I recently spoke with Jen Towns, director of retention marketing at AOL, who has the intriguing job of retaining AOL’s two million paid subscribers (notably a very small portion of its 220 million users). Unsurprisingly, those customers who engage with products are least like to drop-off.

To put some metrics around retention, Towns uses Adobe’s marketing cloud to do A/B and multivariate tests to know which outreach yields the best outcomes. Since implementing testing last year, Towns had some curious instances in which data defied instinct.

For one, her division had a program that waived the outstanding balance for delinquent subscribers if they updated their method of payment. Going on pure instinct, this program seemed to be "a no brainer."

“And yet when we tested, we found a 10% decrease in those updating payments,” Towns said, adding the approach may have felt suspicious to consumers accustomed to a more direct payment method from AOL.

Another tested the call-to-action(CTA) button for AOL’s legal product Hyatt Legal Plans.

“Everyone went with their gut on this and just created a button that says ‘Call now,’” but the engagement was less than 1%. “So we tested a CTA button that said ‘Get Started’ and found more than 1000% increase in engagement.”

For the PR industry, the challenge is often client or executive buy-in, especially for organizations that haven’t traditionally incorporated testing into their services.

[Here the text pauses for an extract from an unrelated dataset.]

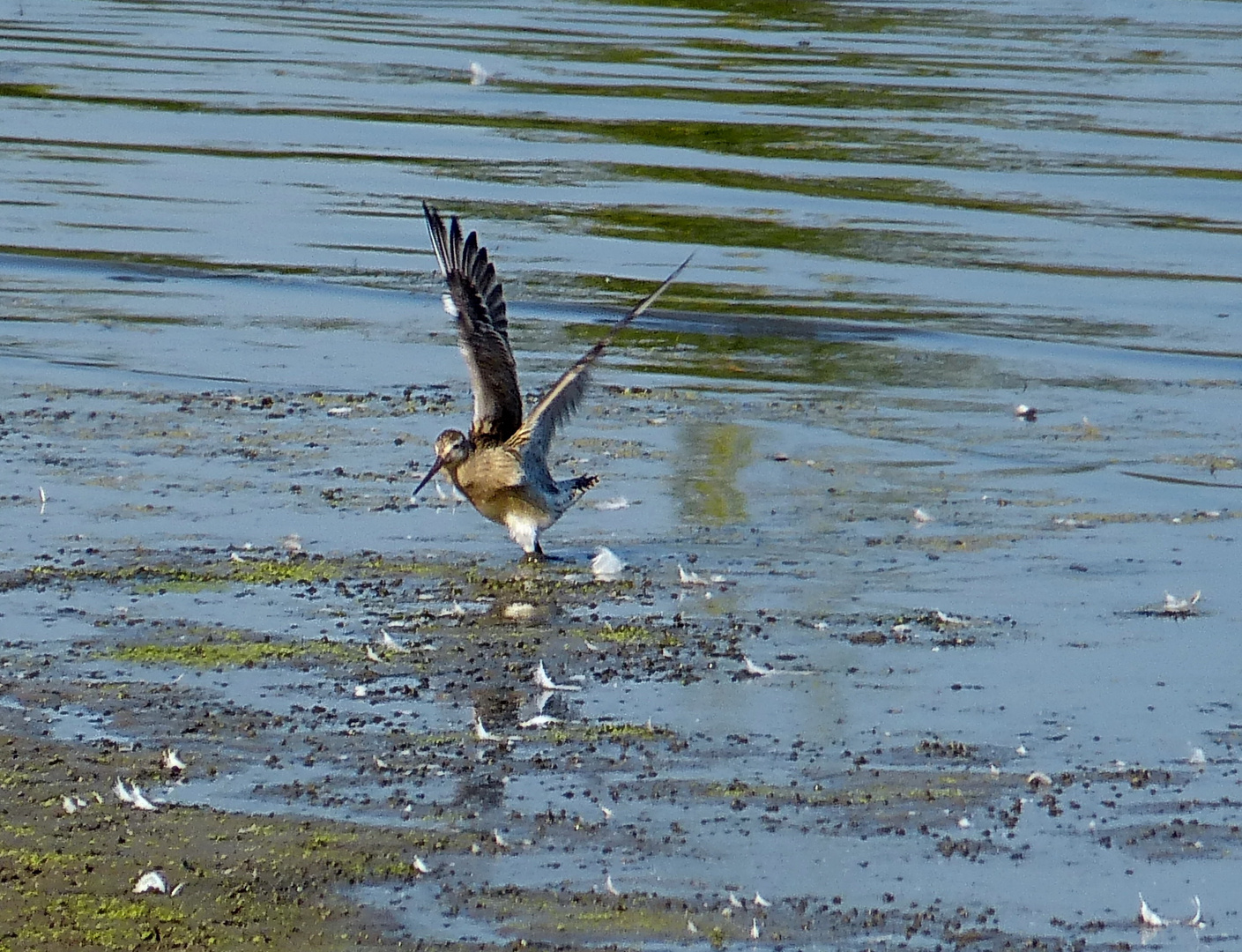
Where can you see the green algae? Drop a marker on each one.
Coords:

For Towns, the key was capturing a measurable gain first.

“You don’t need to tell everyone what you’re doing - do it on top of your day job,” she says. “When I got my first win, I went for executive buy-in and was able to show them I could do this without a lot of extra resources.”

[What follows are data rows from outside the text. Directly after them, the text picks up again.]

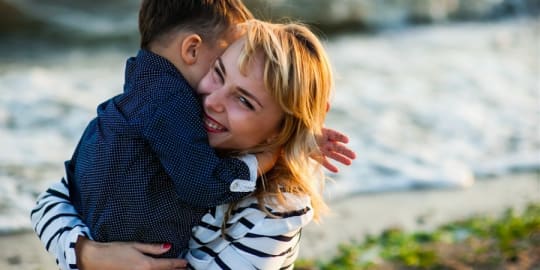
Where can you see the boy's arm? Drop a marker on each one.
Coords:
(176, 134)
(58, 225)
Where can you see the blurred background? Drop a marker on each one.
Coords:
(434, 94)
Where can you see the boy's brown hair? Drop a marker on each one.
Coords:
(207, 18)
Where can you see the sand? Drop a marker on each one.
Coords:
(352, 217)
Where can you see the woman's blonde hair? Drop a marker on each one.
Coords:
(298, 75)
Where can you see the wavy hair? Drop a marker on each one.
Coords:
(298, 75)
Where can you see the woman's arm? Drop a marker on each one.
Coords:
(60, 228)
(58, 225)
(253, 239)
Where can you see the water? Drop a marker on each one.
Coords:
(425, 107)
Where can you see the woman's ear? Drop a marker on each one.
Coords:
(190, 49)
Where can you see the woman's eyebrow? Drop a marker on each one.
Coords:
(221, 66)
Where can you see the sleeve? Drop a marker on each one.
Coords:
(202, 179)
(253, 240)
(58, 225)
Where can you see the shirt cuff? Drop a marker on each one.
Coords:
(240, 185)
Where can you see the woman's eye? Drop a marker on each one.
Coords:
(219, 75)
(246, 103)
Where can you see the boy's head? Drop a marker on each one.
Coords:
(190, 33)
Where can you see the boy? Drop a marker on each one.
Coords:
(144, 163)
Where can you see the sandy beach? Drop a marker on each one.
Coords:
(352, 217)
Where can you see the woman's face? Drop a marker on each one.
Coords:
(239, 113)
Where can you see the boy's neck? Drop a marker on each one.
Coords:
(173, 55)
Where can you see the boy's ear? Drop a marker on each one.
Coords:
(190, 48)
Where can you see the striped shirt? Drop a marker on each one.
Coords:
(253, 239)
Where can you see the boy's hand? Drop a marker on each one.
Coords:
(332, 146)
(124, 255)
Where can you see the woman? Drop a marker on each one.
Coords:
(268, 92)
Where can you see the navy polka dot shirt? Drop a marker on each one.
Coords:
(143, 169)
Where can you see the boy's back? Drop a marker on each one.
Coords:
(143, 169)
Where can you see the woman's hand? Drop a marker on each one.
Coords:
(123, 255)
(332, 146)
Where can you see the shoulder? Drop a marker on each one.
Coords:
(249, 218)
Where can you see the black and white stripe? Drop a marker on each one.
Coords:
(253, 239)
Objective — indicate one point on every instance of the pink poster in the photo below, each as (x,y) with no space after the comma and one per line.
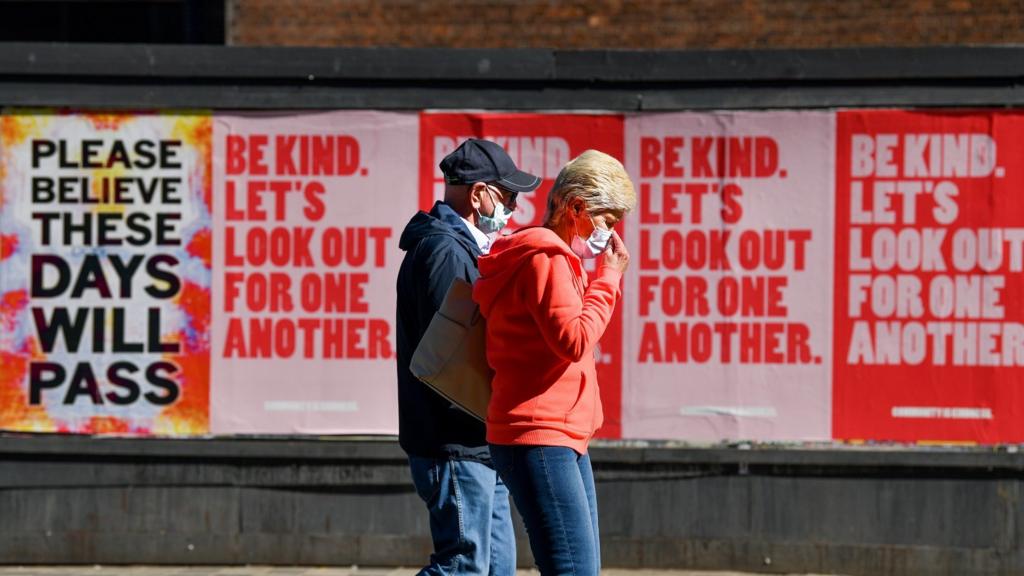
(728,296)
(308,210)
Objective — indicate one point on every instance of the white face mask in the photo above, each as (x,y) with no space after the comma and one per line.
(496,221)
(593,246)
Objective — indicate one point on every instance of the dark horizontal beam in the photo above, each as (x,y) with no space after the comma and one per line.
(312,65)
(96,76)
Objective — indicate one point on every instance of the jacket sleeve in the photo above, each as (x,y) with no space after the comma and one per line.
(570,325)
(443,261)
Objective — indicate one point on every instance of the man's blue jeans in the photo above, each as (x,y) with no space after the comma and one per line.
(470,518)
(553,489)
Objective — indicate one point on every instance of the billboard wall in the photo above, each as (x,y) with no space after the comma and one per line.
(795,276)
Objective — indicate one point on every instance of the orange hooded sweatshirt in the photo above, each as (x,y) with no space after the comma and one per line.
(543,324)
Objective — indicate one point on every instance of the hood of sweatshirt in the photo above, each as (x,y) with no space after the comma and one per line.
(508,254)
(441,220)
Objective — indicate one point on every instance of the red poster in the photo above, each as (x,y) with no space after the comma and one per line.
(540,144)
(929,337)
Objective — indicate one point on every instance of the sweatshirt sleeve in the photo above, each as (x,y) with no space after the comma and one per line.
(570,327)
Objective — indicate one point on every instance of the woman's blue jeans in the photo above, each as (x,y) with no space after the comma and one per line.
(553,489)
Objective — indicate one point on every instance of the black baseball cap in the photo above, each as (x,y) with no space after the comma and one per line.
(483,161)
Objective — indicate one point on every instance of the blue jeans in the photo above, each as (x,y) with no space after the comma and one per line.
(470,518)
(553,489)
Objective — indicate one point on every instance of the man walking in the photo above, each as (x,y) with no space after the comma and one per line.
(470,520)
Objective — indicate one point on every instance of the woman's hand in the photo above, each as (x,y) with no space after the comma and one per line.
(616,256)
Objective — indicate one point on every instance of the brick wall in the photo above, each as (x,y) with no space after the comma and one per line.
(625,24)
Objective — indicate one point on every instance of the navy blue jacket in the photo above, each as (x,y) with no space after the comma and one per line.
(438,248)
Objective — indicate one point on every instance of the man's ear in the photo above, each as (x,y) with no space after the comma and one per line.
(476,193)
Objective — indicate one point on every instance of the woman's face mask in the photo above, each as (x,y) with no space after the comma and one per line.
(591,247)
(496,221)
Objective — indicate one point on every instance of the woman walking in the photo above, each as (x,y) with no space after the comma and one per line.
(545,318)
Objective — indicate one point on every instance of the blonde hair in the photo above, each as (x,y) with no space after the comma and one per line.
(597,178)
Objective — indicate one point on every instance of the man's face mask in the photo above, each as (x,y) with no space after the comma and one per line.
(496,221)
(591,247)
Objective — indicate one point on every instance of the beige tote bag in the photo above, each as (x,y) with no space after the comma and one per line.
(451,358)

In an interesting defiance of popular convention, Towns eschews real-time optimization.

“Real-time is dangerous,” she says. “Often I’ll see a 200% lift right away and then within two weeks, it’s a 36% loss. Time will normalize data.”

So how do you get an entire organization into a testing mindset? Towns recalled an example of an organization (not AOL) that uses poker chips to bet on outcomes.

“Testing lets you take the highest paid opinions in the room and test them,” she adds.